Hasan Basri Yalçın

HASAN BASRİ YALÇIN

Tarihi 6 Ocak 2018

Avrupa’yla ilişkiler

Türkiye'nin dış politikada son dönemde yaşadığı rahatlama ortada. Şimdi yeni arayışlar ve yeni açılımlar gündeme gelebilir. Acaba Türkiye AB ilişkilerinde de bir yumuşama mümkün olur mu? Bu soru yeniden anlam kazandı.
Cumhurbaşkanı Erdoğan'ın yaptığı Fransa ziyareti çerçevesinde gündeme geldi. Zira Macron Türkiye ile bazı konularda yakın işbirliği yapabileceği izlenimi yaratıyor. Kudüs ve Suriye bunlara iyi birer örnek. Suriye'de baştan bu yana Türkiye ile Fransa arasında bir uyumsuzluk olmadı.
Şimdi DEAŞ temizliği sırasında teröre karşı bu iki ülke arasında bir işbirliği yapılması gerektiği fikri de sıkça dile getiriliyor. Zira Fransa Türkiye'nin bu mücadeledeki kilit rolünü görebiliyor.
Kudüs konusunda da Fransa Türkiye'ye oldukça yakın bir tavır takındı. Trump'ın davranış ve söylemlerine en açık eleştiriler Paris'ten yükseldi. Ayrıca Türkiye ile Fransa arasında ticaretin canlandırılabileceği de söyleniyor. Son olarak Türkiye'nin S-400 anlaşması sonrasında benzer bir adımı Fransa-İtalya ortaklığıyla da atmayı planladığı biliniyor. Milli bir füze sisteminin geliştirilmesi için böylesi bir anlaşma gündemde. Türkiye'nin atmak istediği bu adımın hem stratejik hem ekonomik hem de siyasi sonuçları olacaktır.
Tüm bu kritik gündem maddeleri masadayken Erdoğan'ın Fransa ziyaretini gerçekleştiriyor olması iyimser tahminlerin önünü açıyor.
Benzer bir ilişki biçimi zaten İngiltere'yle de kurulmuş durumda.
Türkiye'nin hükümetler düzeyinde belki de en az sorun yaşadığı ülke İngiltere olsa gerek. Almanya ise son zamanlarda hiç tartışmasız en fazla sorun yaşadığı ülke. Fakat onunla bile son günlerde diplomatik görüşmelerin hız kazandığı ve bir yumuşa yaşanabileceği dedikoduları etrafa yayılıyor.

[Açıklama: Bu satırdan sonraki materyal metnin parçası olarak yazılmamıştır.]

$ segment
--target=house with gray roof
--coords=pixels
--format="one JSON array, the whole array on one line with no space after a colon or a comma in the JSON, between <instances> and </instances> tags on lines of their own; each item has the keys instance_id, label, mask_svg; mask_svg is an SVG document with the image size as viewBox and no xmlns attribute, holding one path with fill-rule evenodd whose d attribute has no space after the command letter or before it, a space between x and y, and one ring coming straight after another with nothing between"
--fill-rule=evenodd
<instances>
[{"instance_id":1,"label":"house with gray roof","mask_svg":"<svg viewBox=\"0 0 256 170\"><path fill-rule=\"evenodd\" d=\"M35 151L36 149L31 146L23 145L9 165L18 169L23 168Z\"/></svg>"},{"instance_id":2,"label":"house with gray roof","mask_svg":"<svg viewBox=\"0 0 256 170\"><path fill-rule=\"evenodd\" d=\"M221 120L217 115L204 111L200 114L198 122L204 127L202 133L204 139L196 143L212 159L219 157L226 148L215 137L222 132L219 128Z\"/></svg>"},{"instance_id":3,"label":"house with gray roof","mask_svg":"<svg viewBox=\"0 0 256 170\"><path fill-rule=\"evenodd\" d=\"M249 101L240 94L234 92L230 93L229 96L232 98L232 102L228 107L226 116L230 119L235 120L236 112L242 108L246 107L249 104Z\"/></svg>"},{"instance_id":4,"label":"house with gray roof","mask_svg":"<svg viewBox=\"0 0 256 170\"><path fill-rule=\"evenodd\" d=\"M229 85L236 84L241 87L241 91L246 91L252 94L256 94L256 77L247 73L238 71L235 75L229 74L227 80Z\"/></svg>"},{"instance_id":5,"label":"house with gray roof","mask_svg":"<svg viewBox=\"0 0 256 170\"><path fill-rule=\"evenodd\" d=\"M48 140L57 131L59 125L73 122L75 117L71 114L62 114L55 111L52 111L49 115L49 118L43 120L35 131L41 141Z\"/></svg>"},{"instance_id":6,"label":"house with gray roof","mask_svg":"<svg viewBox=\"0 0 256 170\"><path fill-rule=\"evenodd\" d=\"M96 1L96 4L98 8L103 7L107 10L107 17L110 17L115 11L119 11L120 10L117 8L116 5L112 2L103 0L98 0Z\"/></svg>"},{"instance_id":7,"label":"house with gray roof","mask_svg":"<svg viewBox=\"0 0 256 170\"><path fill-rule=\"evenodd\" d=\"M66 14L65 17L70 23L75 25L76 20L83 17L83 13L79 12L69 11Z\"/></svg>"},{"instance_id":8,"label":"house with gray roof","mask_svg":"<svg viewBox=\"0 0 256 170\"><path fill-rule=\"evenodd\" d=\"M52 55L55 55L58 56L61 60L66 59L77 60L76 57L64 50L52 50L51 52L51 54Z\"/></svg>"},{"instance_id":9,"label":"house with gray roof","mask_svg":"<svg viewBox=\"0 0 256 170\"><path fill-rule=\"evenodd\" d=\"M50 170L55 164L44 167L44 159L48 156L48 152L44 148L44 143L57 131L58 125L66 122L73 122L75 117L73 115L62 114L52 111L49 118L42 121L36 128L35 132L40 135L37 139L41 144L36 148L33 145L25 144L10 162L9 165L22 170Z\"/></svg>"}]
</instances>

AB'YLE DEĞİL ÜYE ÜLKELERLE
Bu genel resme baktığımızda iyimser olmak için yeterince neden var gibi. Fakat bu Türkiye'nin AB ile ilişkileri düzelecek anlamına gelmez.
Zira AB'yle kimsenin ilişkileri düzelecek gibi değil. AB'nin üye devletleri bile zaten AB'den bağımsız gündemler belirlemeye başladı. İçinden geçtiğimiz dönem işbirliğinin değil rekabetin hakim olduğu bir dönem. Bu nedenle AB gibi işbirliği projelerinin başarılı olma şansları son derece az. Artık kimse ekonomik entegrasyon, diplomatik uyum, ortak savunma gibi kavramların etrafında toplanmıyor.
Herkes kendi gündeminin peşinde. Bu nedenle Türkiye'nin AB ile daha sıcak ilişkiler geliştirmesinin bir sınırı var.
Bu anlamda çok büyük beklentilere girmemek lazım.
Fakat bu Avrupa ülkeleriyle iş yapılamayacağı anlamına gelmez.
Avrupa Birliği kendisi çözüldükçe Avrupalı ülkelerle iş yapmak bir o kadar mümkün hale geliyor Türkiye için. Dikkat edilecek olursa, AB bir bütün halinde ele alındığında ilişkileri sürdürmek zorlaşıyor. Ama ikili ilişkiler çerçevesinde düşünüldüğünde hem iş yapmak mümkün hale geliyor hem de Avrupalı ülkeler arasındaki farklılıklar ortaya çıkartılabiliyor.
Bu bakımdan Fransa ziyareti önemli. Türkiye'ye karşı bir cephe kurma ve cepheye önderlik etme çabasında olan Almanya'yı bir kenara bırakıp, Fransa'yla yapılacak görüşmeler, Almanya'nın da kendi tutumunu gözden geçirmesine neden olacaktır. İngiltere, Fransa, hatta İtalya ve İspanya gibi ülkelerle yürütülecek birebir görüşmeler sayesinde, Türkiye'ye uygulanmak istenen kuşatma rahatça kırılabilir. Yeter ki, bu yönde atılacak adımlar somut gündem maddelerine bağlansın.